This job is with Amazon, an inclusive employer and a member of myGwork the largest global platform for the LGBTQ+ business community. Please do not contact the recruiter directly.
Description
Amazon Music
Imagine being a part of an agile team where your ideas have the potential to reach millions. Picture working on cutting-edge consumer-facing products, where every single team member is a critical voice in the decision-making process. Envision being able to leverage the resources of a Fortune-500 company within the atmosphere of a start-up. Welcome to Amazon Music, where ideas are born and come to life.
The Region Flexibility team is focused on transforming how Music serves customer traffic by enabling seamless expansion into new AWS regions. This initiative involves scaling beyond primary regions such as DUB, IAD, and PDX to accommodate growth, regulatory changes, and minimize risks from region-specific outages. The team will develop core components that simplify the process of migrating services into new regions, enabling the use of distant availability zones while balancing latency and cost. This includes experimenting with latency-sensitive and latency-insensitive workloads, finding optimal placements for business logic and data, and reducing the complexity of managing cross-region systems.

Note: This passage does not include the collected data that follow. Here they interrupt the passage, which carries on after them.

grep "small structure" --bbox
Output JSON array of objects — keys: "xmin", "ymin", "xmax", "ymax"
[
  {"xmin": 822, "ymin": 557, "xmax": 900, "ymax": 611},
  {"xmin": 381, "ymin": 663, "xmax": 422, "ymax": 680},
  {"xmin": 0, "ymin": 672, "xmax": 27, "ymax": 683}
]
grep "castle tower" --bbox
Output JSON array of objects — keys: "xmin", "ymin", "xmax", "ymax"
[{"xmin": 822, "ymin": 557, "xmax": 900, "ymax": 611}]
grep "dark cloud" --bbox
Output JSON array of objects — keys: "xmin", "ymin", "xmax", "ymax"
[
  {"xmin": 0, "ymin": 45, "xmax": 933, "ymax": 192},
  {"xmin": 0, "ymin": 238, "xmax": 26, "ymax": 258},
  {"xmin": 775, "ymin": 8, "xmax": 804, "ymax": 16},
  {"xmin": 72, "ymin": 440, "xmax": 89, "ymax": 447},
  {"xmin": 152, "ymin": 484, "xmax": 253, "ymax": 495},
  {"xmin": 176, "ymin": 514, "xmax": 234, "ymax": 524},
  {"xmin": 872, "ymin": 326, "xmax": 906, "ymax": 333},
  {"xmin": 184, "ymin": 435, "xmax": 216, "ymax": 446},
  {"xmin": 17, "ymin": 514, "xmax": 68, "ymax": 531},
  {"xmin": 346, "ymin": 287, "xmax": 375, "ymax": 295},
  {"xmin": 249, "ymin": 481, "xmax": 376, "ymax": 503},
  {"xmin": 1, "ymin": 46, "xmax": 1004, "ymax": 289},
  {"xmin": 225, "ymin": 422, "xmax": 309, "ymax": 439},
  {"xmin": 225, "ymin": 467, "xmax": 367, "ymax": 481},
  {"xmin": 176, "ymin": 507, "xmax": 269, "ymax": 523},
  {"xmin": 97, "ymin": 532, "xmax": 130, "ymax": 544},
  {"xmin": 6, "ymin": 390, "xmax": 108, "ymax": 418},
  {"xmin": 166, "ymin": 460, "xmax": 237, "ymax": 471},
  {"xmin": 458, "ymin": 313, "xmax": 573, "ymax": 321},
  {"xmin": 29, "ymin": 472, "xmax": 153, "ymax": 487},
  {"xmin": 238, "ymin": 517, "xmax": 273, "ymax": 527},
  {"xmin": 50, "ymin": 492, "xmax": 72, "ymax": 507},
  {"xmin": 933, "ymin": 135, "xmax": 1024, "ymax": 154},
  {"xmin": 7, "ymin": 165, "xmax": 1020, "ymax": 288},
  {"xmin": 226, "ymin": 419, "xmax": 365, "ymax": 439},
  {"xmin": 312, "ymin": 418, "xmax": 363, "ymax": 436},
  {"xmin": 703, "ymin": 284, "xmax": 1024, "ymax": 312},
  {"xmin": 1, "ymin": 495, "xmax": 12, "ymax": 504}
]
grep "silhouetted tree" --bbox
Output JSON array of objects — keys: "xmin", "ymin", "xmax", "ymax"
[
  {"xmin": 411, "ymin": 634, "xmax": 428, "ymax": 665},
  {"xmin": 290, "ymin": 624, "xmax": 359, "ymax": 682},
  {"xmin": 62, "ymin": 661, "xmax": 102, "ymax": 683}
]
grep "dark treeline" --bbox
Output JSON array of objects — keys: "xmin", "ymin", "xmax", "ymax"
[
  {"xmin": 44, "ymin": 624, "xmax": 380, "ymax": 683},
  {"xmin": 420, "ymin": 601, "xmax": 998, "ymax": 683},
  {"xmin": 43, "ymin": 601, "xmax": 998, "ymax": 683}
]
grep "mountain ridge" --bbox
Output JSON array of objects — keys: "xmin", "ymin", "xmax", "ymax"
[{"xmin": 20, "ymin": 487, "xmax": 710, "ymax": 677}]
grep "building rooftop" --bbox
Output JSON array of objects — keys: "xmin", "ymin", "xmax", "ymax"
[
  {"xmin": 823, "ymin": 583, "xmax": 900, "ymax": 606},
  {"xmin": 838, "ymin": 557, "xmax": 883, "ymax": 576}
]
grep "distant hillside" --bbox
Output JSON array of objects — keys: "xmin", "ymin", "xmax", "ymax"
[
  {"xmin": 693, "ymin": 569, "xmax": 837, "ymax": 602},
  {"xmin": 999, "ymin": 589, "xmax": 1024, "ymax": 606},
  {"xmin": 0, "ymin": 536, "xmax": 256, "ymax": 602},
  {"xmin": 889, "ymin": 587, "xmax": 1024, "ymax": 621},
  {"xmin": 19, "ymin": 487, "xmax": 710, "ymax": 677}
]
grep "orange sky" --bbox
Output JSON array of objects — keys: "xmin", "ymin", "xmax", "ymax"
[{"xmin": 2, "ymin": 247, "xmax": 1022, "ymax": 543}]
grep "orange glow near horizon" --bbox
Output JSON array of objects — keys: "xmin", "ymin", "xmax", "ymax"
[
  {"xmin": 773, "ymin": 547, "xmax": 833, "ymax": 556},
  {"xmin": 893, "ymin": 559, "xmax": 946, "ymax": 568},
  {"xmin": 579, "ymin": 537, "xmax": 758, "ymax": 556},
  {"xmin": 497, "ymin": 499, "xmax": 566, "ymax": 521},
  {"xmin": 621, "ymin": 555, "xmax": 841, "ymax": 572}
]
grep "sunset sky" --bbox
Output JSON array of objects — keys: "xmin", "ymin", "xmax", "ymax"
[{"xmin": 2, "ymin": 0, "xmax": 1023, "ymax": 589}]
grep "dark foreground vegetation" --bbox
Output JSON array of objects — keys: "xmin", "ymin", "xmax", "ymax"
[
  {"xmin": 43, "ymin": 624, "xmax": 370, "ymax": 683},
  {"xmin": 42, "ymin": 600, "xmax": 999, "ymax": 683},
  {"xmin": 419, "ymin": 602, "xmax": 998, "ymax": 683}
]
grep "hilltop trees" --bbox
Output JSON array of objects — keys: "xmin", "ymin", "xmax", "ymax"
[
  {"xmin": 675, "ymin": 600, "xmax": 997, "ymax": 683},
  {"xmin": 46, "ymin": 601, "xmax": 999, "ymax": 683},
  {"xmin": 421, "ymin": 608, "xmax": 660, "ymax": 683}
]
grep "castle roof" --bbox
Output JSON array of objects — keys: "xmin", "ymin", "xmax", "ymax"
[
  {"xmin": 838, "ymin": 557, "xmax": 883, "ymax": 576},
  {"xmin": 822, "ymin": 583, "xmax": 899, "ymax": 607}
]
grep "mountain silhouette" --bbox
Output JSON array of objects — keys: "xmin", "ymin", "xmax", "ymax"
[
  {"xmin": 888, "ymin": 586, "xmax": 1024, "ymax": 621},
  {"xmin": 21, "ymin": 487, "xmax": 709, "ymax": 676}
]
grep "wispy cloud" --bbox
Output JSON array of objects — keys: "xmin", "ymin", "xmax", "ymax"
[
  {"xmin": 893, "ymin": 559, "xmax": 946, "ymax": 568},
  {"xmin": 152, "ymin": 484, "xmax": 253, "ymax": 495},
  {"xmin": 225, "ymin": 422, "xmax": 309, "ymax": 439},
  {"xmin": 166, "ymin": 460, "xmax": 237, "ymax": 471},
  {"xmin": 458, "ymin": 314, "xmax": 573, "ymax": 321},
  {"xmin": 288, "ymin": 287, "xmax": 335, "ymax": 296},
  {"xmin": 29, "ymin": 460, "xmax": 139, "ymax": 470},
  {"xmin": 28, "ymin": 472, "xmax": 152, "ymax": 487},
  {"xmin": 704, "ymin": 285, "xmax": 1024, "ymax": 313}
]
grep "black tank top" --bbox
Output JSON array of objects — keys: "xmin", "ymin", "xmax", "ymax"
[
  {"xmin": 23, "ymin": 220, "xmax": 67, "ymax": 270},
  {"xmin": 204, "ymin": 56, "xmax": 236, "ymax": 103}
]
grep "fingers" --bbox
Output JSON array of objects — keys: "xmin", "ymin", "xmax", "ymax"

Additionally, the team supports the creation of multi-region marketplaces, allowing services to scale smoothly as demand grows in key markets like the US and when new localization laws are introduced in smaller markets. The focus will be on abstracting complex networking and infrastructure management tasks, improving telemetry and observability, and centralizing decisions around capacity placement and data migrations. Collaboration with various teams is essential to ensure that solutions align with existing architectural needs while driving towards a more flexible and resilient future for SDO services. Through these efforts, the team aims to maintain high performance and availability for customers globally while optimizing costs and enhancing the overall developer experience.
Come innovate with the Amazon Music team!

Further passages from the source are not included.